The Gourds

The Gourds

Ghosts Of Hallelujah


It’s a remarkable thing to watch a band rise above the confines of their genre and become something more — something richer while at the same time less definable. On Ghosts of Hallelujah , the Gourds become simply a band. Not an “alt country” or “bluegrass” or “rock and roll” band, just a band. A great damn band, by the way. Traces of American music history are used as frameworks – “County Orange” builds upon the New Orleans classic “Junco Partner,” but in ways not readily apparent.
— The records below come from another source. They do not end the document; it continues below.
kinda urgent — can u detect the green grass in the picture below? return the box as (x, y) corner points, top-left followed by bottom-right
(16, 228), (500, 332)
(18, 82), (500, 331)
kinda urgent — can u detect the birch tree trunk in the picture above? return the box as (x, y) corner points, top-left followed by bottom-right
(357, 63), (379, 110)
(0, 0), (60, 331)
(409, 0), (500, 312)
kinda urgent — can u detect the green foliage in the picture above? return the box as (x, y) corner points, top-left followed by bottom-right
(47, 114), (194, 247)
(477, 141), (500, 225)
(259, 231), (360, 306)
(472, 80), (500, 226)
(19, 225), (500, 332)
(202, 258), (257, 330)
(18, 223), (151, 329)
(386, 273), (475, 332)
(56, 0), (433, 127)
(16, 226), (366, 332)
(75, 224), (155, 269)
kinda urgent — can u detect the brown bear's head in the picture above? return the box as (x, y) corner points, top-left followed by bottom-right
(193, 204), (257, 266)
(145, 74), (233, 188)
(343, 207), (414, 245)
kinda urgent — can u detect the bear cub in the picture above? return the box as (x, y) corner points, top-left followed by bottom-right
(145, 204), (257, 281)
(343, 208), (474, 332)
The band’s interest in urban culture (shown on last years “Gin and Juice” reconstruction on GoGitYerShineBox ) is here in “Gangsta Lean,” which is one man’s perspective on the East Coast/West Coast madness. Jimmy Smith rewrites Bowie’s “Jean Genie” with “Bean Bowl,” matching what they did to “Ziggy Stardust” on Shine Box . The Gourds play music so effortlessly, with such assurance that they bring to mind one group more than any other — the Band. In fact, Kevin Russell is a dead ringer for Levon Helm, and as a unit, the band moves as a single force to a common end, much like Robertson and company did all those years ago. This time around features some new faces, including Max Johnson — the multi-instrumentalist who appeared on Uncle Tupelo’s Anodyne and Wilco’s A.M. , who adds everything but the kitchen sink. Forget your prejudices against mandolins, banjos, and country folk and pick up this record — what starts out as a stranger will end up the night as a friend.